The old fellow obviously loves these hills and woods and is generally ready to guide a visitor through the area. He will show Murrell’s cave, the torn-up watch house of stone, the graves of Yankee soldiers who died here of disease during the Civil War, and numerous holes scattered all about where money-seekers have dug.

Then he takes you down into the deepest ravine where ice-cold water trickles from the side of a hill and points out the biggest hole of them all.

Straight down for 75 feet.
Straight down for 75 feet.

“This one was dug in 1950.” he says. “Boy, was that some diggin’. Went straight down 75 feet. Had to dig for weeks. About four of ’em diggin’ Folks came from all over to watch. You’d be surprised if you knew some of them big shots, bankers and all from Shreveport and other places that came to take a look.”


What Burke was pointing to was a hole about six feet in diameter and now filled with water.

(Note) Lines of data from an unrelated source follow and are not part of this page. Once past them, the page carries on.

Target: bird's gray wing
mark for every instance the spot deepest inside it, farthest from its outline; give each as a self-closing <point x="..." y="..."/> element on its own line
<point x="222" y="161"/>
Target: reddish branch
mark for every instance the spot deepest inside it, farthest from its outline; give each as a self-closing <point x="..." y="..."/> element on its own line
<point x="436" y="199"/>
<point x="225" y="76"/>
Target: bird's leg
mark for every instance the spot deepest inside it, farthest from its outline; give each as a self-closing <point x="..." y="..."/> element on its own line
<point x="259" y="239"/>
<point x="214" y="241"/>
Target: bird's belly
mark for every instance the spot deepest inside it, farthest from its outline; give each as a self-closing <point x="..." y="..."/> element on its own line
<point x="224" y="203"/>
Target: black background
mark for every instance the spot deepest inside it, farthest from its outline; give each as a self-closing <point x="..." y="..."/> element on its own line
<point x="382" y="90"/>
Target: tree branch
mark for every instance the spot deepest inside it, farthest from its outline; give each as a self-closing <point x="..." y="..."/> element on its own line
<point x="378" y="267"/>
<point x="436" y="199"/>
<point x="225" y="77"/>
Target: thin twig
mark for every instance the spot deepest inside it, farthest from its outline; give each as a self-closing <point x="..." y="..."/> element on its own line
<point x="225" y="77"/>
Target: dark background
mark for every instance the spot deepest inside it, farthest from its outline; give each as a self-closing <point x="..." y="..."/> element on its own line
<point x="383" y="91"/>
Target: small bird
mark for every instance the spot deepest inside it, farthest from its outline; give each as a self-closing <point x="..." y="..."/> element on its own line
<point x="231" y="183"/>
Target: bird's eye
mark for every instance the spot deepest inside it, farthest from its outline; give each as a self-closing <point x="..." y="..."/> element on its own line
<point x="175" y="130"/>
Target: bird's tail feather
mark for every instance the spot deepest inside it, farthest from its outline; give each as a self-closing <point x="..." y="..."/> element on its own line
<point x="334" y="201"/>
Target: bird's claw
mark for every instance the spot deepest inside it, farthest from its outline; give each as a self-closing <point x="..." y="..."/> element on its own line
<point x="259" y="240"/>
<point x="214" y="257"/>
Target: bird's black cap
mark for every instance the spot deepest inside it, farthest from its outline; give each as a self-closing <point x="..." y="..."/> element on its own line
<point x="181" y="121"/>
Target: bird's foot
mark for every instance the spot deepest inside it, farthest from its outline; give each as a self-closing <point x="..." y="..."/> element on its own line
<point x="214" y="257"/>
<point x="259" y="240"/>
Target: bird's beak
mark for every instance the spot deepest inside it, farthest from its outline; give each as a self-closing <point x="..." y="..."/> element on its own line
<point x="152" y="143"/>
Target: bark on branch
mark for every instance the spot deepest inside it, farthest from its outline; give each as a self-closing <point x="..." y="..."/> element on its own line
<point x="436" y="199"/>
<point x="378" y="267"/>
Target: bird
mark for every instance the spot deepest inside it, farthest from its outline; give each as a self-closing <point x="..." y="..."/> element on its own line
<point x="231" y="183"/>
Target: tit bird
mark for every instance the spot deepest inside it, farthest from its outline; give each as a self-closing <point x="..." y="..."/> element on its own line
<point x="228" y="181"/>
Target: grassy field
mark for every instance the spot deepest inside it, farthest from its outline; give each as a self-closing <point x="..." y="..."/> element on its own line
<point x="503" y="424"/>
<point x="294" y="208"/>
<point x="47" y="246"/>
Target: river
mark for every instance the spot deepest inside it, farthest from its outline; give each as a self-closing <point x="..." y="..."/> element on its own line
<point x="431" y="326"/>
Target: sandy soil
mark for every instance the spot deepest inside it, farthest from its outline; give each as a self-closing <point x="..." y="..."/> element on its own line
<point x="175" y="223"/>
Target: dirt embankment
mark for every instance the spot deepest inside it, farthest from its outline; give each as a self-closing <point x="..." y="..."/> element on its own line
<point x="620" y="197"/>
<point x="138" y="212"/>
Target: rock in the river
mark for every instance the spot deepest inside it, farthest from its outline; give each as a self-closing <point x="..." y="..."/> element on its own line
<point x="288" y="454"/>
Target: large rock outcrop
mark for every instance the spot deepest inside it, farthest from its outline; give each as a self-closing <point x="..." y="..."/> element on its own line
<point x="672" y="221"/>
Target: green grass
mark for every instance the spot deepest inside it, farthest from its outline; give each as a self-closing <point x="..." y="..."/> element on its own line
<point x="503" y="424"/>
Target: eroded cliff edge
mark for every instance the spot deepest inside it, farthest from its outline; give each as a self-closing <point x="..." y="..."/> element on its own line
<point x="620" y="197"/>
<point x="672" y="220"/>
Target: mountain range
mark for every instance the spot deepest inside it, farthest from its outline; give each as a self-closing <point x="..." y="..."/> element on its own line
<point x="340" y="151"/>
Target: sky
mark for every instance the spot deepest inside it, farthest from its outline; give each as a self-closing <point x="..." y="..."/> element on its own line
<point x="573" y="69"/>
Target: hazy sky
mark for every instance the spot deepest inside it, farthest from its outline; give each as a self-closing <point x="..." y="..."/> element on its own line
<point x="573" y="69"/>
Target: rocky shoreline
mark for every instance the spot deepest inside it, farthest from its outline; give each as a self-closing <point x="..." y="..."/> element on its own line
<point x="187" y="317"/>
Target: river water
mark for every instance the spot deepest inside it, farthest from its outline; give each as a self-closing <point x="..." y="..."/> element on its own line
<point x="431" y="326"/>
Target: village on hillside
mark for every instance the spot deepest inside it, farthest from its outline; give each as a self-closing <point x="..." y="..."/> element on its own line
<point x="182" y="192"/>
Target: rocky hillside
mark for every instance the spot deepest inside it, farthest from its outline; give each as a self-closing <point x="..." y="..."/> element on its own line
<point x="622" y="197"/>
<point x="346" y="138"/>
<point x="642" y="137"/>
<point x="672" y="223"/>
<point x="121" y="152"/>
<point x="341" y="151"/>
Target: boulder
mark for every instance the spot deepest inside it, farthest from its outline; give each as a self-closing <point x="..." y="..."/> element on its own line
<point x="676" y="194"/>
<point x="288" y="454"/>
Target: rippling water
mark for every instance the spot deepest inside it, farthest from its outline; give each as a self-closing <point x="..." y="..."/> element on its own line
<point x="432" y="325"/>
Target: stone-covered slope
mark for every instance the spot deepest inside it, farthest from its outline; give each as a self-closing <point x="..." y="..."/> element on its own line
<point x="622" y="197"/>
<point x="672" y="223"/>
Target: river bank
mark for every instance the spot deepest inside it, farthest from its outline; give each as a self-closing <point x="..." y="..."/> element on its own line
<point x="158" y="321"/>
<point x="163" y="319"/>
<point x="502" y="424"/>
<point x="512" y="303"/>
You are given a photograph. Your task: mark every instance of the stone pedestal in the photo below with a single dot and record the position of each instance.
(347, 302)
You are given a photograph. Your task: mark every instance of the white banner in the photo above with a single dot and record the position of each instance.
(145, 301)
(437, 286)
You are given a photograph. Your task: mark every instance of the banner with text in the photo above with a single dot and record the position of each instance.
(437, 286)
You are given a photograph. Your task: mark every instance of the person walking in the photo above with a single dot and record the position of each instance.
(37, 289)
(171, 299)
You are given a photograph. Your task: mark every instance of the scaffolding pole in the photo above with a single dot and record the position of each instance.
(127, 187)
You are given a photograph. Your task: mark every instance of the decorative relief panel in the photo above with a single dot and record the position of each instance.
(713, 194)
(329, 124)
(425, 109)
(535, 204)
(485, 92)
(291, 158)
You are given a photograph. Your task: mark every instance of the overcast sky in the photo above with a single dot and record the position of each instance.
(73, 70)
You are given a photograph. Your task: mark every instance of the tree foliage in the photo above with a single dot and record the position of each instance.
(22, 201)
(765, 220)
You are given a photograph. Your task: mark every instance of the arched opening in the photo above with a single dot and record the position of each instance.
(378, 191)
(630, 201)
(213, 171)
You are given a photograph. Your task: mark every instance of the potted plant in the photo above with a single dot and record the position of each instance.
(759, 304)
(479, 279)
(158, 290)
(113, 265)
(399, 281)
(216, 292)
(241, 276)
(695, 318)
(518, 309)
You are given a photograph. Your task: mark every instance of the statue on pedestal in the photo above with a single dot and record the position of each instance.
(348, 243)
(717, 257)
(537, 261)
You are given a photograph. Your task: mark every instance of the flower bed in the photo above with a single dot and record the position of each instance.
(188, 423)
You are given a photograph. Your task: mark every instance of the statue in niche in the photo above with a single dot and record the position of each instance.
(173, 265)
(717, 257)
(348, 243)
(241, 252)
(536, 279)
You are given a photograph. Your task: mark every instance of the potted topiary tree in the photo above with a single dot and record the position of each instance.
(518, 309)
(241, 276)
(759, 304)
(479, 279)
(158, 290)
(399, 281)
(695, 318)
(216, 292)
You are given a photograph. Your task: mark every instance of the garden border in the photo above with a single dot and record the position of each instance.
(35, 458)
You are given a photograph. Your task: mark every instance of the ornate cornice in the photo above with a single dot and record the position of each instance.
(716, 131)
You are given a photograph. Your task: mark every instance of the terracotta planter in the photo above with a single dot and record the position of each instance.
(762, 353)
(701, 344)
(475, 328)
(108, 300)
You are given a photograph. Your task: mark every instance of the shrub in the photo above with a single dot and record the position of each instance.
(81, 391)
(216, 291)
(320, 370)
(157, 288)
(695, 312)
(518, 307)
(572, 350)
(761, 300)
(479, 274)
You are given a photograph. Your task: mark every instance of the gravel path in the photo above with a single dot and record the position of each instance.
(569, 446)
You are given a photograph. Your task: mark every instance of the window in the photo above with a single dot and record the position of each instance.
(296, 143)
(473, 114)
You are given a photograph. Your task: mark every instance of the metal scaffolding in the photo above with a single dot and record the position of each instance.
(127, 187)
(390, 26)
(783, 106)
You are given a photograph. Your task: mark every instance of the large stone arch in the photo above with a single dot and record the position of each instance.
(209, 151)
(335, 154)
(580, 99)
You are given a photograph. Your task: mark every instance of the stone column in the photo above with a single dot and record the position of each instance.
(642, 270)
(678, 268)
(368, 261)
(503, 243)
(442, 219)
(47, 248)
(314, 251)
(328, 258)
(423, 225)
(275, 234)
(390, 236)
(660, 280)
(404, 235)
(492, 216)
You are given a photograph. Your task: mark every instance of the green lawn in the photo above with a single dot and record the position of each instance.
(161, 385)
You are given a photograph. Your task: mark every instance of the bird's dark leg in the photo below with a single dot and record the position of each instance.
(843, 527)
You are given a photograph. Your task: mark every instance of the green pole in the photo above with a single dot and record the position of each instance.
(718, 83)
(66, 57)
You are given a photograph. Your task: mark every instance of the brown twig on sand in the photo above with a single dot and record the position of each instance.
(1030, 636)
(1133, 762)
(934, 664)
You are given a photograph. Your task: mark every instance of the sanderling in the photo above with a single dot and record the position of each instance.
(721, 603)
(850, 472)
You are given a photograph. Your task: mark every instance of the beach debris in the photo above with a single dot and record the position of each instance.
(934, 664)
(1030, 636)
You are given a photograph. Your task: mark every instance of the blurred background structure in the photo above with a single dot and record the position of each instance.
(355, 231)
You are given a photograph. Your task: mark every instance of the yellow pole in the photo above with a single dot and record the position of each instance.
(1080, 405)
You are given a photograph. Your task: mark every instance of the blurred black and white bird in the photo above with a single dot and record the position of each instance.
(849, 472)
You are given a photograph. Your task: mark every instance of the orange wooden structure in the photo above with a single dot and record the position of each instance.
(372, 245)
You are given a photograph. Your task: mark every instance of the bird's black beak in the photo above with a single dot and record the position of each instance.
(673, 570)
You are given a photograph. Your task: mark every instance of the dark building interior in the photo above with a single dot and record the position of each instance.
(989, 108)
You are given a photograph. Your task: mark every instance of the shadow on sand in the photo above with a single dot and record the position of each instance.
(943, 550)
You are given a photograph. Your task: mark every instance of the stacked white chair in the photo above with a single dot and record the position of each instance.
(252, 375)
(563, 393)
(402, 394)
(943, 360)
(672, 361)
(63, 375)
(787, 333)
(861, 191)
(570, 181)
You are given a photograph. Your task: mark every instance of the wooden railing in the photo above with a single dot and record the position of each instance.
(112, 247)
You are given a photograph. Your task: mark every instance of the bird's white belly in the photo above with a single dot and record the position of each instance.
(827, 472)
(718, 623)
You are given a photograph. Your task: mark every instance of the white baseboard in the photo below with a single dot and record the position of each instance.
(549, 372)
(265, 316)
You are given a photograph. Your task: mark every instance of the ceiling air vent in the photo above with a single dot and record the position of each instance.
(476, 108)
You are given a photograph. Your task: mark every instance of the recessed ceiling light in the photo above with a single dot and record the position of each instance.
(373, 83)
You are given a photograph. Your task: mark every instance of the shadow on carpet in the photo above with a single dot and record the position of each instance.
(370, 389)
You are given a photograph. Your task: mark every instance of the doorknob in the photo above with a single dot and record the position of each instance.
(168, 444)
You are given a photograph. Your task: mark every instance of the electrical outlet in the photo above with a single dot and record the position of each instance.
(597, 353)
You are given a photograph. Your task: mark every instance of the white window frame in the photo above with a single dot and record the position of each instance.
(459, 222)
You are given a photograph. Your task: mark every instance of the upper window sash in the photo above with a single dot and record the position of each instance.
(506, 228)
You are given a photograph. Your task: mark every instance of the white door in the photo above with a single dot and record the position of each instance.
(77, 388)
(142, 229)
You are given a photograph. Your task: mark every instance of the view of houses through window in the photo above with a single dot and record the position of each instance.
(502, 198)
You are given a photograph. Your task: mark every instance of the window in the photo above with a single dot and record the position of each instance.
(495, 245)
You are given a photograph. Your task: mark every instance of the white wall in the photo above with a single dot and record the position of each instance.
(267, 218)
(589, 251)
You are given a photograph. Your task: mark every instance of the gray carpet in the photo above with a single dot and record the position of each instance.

It was here in the spring and summer of 1950 that a group, led by a man who claimed a “building” containing from 9 to 30 million dollars was located about 75 feet beneath this spot, undertook the mammoth “dig.”

He had his information from old waybills dating hack to 1853 and from his Bible.  More he would not tell for fear someone would “get smart.”

It took the group several months but they dug 75 feel down through cement-hard soil and did hit a solid substance, which the group’s leader said was the top of the “building.” Needing heavy machinery to tunnel to a ‘door” supposedly at one side of whatever had been hit, he tried in vain to get the financial backers. Bankers and contractors did look at the hole and listen to the story, but nobody put up the money.

After weeks of digging and pumping water from the hole, the group gave up the venture. However, it was quite obvious at the time that they were still convinced the treasure was there.


There have been no more large-scale diggings since 1950, but numerous persons hoping to find something of value in this scenic area still pock with holes the hill-sides and ravines.

If outlaw Murrell and others did hide their loot near old Camp Salubrity, they hid it well. Treasure hunters, however, are a persistent lot and the digging is likely to continue for at least another 100 years.






1 thought on “In 1950s Natchitoches Parish: “They hunted for buried treasure””

  1. Back in the early 50’s there was an article in the Shreveport Times about Vallery Clark finding the whereabouts of a treasure in
    the old graveyard on Grand Ecore. He used hipnosis to locate this site. Strange story.